Für NavVis Ingenieuren ist dies ein kultureller Wandel, aber auch ein technischer. Man kann zu einer KI nicht auf dieselbe Weise Vertrauen aufbauen wie zu einem Teammitglied, aber man kann Systeme entwickeln, die ihre einzigartigen Stärken und Schwächen berücksichtigen. Das ist letztlich das Wesen eines soziotechnischen Systems, und daran arbeiten wir jeden Tag, um es zu definieren und zu verbessern.
Die nächsten Schritte
Offensichtlich gibt es noch immer Hindernisse. Die Fragmentierung der Werkzeuge erschwert die Integration. Die Datenverarbeitungskosten können steigen, sobald die Anbieter die subventionierte Nutzung hinter sich lassen. Und ganz gleich, wie fortschrittlich die Tools werden, NavVis Ingenieure werden auch weiterhin in der Schleife bleiben, um Grenzfälle zu behandeln und die Qualität sicherzustellen.
Aber die Möglichkeiten sind ebenso klar:
- Schnellere Iteration bei sich wiederholenden Aufgaben.
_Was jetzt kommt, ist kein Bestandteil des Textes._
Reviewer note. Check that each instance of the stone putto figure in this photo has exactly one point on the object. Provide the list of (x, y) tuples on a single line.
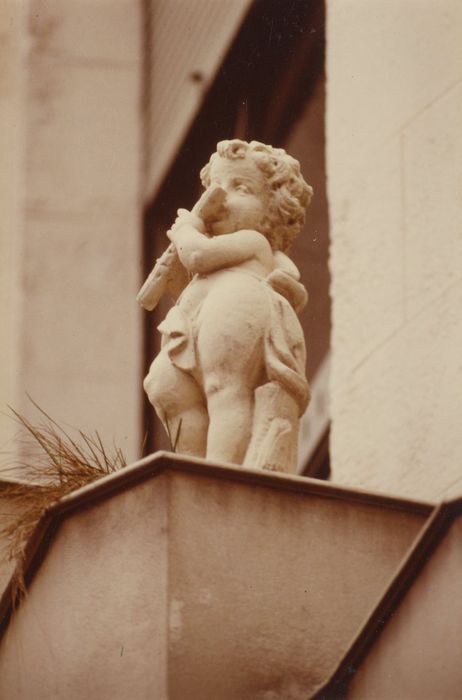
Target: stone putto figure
[(229, 382)]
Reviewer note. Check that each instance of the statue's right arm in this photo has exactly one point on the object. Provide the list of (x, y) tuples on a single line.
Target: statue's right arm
[(200, 254)]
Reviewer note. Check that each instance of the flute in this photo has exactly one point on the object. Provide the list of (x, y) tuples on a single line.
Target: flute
[(209, 207)]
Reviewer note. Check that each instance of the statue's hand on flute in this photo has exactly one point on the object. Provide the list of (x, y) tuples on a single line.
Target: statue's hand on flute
[(208, 208)]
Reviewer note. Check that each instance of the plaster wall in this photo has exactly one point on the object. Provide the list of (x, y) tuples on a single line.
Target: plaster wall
[(394, 150), (73, 233), (422, 641), (202, 586)]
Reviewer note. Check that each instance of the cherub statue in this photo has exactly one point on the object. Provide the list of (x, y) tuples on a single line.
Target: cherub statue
[(229, 381)]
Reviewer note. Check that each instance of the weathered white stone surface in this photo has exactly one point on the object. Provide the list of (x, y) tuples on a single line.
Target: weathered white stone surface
[(229, 382), (394, 174), (421, 641), (202, 582)]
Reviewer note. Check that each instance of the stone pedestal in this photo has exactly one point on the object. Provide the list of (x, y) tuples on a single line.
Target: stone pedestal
[(180, 579)]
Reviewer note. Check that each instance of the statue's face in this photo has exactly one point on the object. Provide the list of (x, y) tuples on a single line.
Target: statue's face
[(247, 195)]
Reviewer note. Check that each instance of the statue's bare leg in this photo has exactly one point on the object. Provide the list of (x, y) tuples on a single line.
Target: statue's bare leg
[(230, 408), (180, 405)]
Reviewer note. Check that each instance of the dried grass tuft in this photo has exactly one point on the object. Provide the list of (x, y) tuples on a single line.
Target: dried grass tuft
[(52, 465)]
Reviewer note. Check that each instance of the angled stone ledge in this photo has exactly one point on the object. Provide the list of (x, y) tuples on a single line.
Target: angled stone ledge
[(415, 628), (176, 578)]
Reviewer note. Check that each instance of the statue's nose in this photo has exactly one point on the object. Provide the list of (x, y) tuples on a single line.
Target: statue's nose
[(212, 203)]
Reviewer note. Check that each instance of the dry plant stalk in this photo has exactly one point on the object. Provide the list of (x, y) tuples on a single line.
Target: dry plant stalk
[(53, 465)]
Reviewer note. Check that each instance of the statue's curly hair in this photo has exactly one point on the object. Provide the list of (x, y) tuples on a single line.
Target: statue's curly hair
[(290, 194)]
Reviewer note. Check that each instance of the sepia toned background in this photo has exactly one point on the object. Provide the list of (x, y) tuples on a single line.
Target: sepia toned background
[(110, 107)]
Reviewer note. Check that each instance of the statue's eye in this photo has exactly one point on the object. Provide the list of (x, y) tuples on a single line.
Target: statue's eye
[(241, 187)]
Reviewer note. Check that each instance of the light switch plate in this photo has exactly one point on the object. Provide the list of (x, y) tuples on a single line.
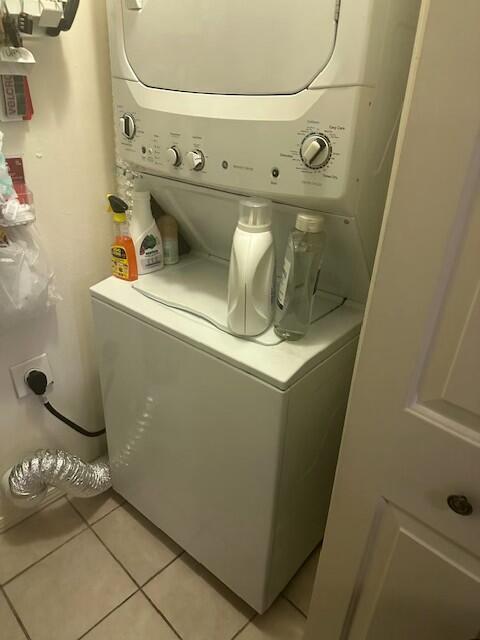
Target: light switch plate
[(19, 371)]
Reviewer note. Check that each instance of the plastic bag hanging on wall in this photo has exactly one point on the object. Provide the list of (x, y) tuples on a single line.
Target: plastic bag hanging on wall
[(26, 278)]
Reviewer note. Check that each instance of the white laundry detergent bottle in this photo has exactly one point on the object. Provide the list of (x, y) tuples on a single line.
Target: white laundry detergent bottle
[(252, 267), (145, 234)]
- Wissen, das über Sitzungen und Teams hinweg erhalten bleibt.
- Ingenieure können sich frei auf Architektur, Design und Innovation konzentrieren.
Wie Tom sagte, ist jetzt genau der richtige Zeitpunkt für Experimente. Die Kosten sind(relativ) niedrig, die Instrumente entwickeln sich schnell weiter, und die Lektionen, die wir jetzt lernen, werden uns darauf vorbereiten, künftige Angebote kritisch zu bewerten, wenn sich die wirtschaftlichen Rahmenbedingungen unweigerlich ändern.
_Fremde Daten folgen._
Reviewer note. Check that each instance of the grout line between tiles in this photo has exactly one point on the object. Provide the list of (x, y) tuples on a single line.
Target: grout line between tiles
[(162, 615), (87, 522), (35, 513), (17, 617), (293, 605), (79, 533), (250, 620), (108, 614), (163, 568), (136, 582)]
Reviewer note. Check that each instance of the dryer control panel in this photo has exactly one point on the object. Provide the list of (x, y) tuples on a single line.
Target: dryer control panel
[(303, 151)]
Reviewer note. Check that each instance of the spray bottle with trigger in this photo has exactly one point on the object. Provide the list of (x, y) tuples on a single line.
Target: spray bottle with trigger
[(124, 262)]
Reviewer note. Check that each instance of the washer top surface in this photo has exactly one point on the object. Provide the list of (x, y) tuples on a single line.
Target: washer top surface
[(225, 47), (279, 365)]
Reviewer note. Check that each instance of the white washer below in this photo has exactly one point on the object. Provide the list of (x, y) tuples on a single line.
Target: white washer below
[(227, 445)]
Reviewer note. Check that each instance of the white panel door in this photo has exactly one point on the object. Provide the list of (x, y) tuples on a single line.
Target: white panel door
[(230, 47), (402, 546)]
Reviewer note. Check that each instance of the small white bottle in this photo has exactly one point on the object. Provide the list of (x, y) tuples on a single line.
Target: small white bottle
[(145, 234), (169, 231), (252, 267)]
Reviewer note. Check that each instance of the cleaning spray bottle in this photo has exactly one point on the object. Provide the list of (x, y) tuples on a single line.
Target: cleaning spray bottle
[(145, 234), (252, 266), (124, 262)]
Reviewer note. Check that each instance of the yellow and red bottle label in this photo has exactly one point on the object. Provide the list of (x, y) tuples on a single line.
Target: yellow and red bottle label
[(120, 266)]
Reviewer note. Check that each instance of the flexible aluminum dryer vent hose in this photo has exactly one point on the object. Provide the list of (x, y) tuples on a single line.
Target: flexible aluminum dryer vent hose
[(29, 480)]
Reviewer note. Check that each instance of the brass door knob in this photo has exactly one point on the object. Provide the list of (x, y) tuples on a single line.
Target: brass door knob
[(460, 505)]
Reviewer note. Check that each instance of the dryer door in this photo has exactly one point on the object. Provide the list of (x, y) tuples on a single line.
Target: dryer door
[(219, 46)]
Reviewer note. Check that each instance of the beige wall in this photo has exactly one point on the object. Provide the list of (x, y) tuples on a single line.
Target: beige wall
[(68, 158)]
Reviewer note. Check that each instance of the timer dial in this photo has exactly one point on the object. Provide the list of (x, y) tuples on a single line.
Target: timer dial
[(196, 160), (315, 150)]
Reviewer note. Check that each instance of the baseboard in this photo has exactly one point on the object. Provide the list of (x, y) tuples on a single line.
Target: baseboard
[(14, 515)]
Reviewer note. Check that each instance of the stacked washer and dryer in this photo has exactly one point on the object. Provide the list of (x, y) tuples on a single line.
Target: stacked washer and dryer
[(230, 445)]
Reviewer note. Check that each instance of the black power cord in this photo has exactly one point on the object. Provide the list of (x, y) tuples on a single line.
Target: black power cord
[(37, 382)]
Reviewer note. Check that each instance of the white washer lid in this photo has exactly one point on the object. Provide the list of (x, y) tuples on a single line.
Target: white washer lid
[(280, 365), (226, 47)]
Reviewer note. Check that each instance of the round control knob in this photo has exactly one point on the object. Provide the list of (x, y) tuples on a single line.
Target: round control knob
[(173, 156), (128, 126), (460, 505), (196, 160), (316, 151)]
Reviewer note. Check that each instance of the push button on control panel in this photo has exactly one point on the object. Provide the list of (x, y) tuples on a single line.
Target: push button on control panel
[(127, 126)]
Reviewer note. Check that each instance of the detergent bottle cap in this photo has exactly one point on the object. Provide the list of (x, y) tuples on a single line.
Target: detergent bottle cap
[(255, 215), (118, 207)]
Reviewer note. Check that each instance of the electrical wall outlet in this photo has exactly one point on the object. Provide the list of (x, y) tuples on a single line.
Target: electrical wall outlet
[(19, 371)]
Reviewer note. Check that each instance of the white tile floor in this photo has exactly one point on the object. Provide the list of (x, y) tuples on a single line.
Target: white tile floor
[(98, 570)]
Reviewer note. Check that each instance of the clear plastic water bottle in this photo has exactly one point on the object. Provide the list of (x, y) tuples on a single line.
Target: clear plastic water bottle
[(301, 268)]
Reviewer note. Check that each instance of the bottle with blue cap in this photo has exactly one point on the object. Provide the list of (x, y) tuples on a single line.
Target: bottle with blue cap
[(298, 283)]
Doch in Wirklichkeit geht es hier nicht nur um Speicherbanken oder Multiagentensysteme. Es geht darum, wie sich Ingenieurteams entwickeln, wenn Menschen und Maschinen sich die Arbeit teilen. Wie skaliert man ein Team, wenn einige seiner Mitglieder keine Menschen sind? Welche neuen Fähigkeiten brauchen Ingenieure, und welche neuen Aufgaben übernehmen Führungskräfte?
Unter NavViserheben wir nicht den Anspruch, alle Antworten zu haben. Aber durch Experimente wie diese verbessern wir ständig unser Verständnis und die effektive Integration von KI-gestützter Entwicklungsarbeit. Schon jetzt erzielen wir exponentielle Produktivitätssteigerungen, und Schritt für Schritt werden wir sicher noch mehr aufdecken. Der Schlüssel liegt jedoch darin, Arbeitsabläufe zu schaffen, bei denen die menschliche Kreativität die KI-Nutzung lenkt und steuert.
Die Aufrechterhaltung dieses Gleichgewichts ist das, was ein soziotechnisches System ausmacht.